28 avril 2019 – 835

MERCREDI.

Éphéméride.

À Edmond et Jules de Goncourt

“Croisset, 24 avril [1860]

Ci-inclus 1° une lettre pour M. Jules Cloquet; 2° une lettre pour le d[octeur] Dumont.

Je suis convaincu que ces deux Esculapes (style Prudhomme) vous recevront très bien.

De plus, j’ai parlé de vous au docteur Forget qui demeure rue de Trévise 8, 18 ou 28 ? (car j’ai perdu son adresse) et vous pouvez vous présenter chez lui, si vous n’obtenez pas, de mes deux amis, les renseignements désirables.

Adieu, mille cordialités, bonne pioche et pas trop d’emmerdements.

À vous.

Dites-moi si vous avez besoin d’une lettre pour un médecin de l’hôpital Saint-Antoine.” (Gustave Flaubert, Correspondance)

VENDREDI.

Le cabinet de curiosités du notulographe. Reliques de saint Crépin en terre limousine, photos de l’auteur.

835-min  835 (6)-min

Guéret (Creuse), 25 juillet 2017 / Ussel (Corrèze), 29 juillet 2017

SAMEDI.

Films vus. L’Amour avec des si (Claude Lelouch, France, 1964)*

La Petite Prairie aux bouleaux (Marceline Loridan-Ivens, France – Allemagne – Pologne, 2003)

Douze hommes en colère (12 Angry Men, Sydney Lumet, – É.-U., 1957)

La Tribu (Yves Boisset, France, 1991)

Le Voyage en douce (Michel Deville, France, 1980)

Le Fauve est lâché (Maurice Labro, France, 1959).

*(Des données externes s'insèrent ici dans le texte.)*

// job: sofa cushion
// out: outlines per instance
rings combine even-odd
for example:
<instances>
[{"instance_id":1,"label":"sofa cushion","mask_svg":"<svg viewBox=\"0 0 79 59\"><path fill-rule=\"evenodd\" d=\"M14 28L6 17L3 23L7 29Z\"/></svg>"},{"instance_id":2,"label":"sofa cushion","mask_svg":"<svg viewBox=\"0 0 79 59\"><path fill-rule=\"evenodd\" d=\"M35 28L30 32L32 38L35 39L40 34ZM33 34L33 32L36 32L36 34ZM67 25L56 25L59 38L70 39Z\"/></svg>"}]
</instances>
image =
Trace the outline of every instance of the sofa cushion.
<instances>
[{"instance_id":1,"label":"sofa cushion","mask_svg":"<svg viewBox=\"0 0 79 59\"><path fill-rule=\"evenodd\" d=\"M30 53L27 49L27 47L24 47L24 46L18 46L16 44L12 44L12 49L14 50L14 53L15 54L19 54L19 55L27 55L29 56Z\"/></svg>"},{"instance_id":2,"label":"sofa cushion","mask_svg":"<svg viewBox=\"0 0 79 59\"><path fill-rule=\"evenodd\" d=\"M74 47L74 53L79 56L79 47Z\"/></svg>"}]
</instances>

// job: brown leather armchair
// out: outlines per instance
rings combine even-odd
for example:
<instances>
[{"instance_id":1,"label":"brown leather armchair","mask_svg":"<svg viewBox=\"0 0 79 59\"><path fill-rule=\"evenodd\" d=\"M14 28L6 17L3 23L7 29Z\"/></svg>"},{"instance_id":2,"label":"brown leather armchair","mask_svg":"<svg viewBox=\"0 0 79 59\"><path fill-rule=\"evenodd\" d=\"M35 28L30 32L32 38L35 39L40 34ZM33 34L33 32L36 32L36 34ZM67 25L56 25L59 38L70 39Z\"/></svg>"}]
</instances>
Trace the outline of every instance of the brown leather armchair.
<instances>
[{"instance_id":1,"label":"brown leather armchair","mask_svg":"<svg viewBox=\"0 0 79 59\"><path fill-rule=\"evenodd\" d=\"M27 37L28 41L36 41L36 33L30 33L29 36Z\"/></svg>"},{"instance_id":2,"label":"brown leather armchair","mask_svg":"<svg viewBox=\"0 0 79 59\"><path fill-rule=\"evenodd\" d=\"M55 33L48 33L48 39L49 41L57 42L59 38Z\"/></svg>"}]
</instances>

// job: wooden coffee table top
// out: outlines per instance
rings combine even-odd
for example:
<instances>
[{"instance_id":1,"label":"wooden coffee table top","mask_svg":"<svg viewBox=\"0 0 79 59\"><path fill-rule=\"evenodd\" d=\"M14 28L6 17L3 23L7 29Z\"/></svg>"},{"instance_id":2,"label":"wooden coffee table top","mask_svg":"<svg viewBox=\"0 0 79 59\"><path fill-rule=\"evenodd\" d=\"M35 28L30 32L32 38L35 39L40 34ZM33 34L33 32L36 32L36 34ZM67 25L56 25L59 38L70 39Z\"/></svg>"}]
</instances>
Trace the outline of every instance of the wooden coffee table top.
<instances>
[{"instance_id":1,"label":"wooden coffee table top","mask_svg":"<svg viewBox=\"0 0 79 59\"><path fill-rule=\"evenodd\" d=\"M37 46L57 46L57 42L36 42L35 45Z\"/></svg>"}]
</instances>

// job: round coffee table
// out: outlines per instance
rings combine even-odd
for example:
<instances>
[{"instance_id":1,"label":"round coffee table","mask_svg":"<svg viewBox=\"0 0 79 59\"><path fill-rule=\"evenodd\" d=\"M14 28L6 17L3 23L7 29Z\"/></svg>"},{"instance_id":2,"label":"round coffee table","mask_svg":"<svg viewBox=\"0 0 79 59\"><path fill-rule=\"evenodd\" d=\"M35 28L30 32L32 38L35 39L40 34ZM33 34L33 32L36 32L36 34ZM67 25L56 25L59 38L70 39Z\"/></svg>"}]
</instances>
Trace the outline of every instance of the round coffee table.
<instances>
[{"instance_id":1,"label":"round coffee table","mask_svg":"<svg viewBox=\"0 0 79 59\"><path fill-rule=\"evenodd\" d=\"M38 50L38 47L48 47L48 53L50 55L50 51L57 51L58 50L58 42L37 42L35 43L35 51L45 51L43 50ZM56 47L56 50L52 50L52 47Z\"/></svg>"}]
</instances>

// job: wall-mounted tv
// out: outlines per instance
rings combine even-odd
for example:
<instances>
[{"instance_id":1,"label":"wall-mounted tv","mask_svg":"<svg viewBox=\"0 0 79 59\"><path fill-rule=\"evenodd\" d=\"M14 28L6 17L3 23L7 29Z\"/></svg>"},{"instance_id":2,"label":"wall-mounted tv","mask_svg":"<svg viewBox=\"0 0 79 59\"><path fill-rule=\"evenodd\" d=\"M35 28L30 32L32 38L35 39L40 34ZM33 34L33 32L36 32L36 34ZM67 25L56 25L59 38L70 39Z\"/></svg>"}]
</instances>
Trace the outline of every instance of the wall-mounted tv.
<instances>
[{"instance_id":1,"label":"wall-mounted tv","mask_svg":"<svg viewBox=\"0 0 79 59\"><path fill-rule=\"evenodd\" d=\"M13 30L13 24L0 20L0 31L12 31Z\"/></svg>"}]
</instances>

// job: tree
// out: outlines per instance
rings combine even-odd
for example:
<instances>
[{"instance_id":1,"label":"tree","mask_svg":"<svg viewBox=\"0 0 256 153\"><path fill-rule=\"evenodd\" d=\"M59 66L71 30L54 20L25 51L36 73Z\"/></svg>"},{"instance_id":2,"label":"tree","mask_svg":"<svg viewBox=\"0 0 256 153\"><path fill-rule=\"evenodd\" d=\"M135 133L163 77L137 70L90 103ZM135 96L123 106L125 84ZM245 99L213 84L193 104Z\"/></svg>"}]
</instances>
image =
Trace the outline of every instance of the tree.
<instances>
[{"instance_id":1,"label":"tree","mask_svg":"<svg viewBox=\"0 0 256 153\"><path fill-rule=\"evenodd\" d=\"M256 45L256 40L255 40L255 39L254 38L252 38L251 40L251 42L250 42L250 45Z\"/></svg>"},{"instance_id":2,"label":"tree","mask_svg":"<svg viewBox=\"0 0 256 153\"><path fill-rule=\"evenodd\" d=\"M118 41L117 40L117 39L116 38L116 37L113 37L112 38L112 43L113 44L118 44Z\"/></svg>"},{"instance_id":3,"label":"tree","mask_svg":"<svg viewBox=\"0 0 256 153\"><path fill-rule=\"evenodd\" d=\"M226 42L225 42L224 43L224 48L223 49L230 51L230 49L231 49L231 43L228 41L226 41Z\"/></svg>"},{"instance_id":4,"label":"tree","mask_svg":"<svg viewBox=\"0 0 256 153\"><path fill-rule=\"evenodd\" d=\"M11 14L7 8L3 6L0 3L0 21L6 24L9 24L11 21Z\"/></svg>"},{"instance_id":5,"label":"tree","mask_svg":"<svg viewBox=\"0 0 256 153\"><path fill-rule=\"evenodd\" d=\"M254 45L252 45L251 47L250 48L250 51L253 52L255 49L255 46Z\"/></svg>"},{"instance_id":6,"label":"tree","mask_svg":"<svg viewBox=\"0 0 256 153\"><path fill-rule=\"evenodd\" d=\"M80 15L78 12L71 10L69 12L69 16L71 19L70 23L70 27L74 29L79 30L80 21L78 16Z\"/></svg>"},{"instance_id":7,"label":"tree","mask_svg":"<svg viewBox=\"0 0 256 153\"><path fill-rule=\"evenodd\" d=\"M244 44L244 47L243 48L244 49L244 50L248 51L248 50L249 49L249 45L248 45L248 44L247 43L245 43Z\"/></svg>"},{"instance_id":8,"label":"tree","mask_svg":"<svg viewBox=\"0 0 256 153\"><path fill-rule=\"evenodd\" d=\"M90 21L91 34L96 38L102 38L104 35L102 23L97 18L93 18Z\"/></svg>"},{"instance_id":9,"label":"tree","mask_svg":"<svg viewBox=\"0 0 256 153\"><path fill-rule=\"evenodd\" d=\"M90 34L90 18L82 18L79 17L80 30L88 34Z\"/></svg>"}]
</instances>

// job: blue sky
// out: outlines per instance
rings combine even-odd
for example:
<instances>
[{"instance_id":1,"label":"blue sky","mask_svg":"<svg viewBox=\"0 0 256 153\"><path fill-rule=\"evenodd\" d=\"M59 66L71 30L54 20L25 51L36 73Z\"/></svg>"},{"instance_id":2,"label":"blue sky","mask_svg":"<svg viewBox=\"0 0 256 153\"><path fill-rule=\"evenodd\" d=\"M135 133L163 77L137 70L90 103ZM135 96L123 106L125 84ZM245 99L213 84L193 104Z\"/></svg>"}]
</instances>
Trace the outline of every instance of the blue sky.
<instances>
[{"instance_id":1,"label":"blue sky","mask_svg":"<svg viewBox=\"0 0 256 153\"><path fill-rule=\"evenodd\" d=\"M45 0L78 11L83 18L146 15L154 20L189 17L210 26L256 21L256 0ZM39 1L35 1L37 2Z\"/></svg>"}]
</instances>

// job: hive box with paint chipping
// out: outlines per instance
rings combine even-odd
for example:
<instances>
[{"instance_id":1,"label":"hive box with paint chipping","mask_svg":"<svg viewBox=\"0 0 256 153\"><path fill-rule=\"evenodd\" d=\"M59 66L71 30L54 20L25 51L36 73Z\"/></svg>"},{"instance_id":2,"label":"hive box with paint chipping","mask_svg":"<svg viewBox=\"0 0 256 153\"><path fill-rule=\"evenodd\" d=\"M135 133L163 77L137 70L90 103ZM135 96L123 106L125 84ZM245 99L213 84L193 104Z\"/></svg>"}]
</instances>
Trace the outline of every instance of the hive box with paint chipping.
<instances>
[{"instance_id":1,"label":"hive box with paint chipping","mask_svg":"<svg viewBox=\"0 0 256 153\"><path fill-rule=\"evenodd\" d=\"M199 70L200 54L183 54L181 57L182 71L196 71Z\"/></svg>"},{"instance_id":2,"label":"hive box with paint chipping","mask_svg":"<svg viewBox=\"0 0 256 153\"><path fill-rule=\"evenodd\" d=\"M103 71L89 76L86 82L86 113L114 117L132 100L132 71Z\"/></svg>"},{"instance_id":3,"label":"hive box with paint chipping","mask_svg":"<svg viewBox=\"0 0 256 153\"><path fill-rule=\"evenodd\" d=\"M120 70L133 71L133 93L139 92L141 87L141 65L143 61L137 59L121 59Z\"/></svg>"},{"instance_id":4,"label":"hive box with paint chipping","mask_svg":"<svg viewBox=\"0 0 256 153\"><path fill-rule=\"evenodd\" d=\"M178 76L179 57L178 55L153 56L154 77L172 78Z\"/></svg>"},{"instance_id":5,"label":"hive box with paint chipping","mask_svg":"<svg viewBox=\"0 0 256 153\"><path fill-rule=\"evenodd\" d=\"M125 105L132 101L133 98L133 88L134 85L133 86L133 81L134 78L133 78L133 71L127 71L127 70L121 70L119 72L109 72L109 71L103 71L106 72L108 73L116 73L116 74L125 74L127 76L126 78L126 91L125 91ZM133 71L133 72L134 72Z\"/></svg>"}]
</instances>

* Où l’on peut voir, dans une courte séquence, I Brutos, groupe italien de comiques grimaçants au sein duquel officiait Aldo Maccione – sa célèbre démarche chaloupée faisait déjà partie du personnage. Maccione devait retrouver Lelouch quelques années plus tard dans L’Aventure c’est l’aventure.

Lecture. Les Enchanteurs (Romain Gary, Gallimard, 1973, rééd. in « Romain Gary – Émile Ajar, Légendes du je », Gallimard, coll. Quarto, édition établie et présentée par Mireille Sacotte; 1428 p., 29,90 €).

J’ai essayé de finir ce livre hier soir – ou plutôt ce matin – mais je revenais d’une java carabinée, les lignes dansaient la gigue, les mots disparaissaient et se mélangeaient sans prévenir. Je l’ai repris aujourd’hui. Une gueule de bois de plusieurs stères m’empêche d’en faire un compte rendu circonstancié. C’est en tout cas un livre magnifique, ce que Gary a fait de mieux au moins sous son nom.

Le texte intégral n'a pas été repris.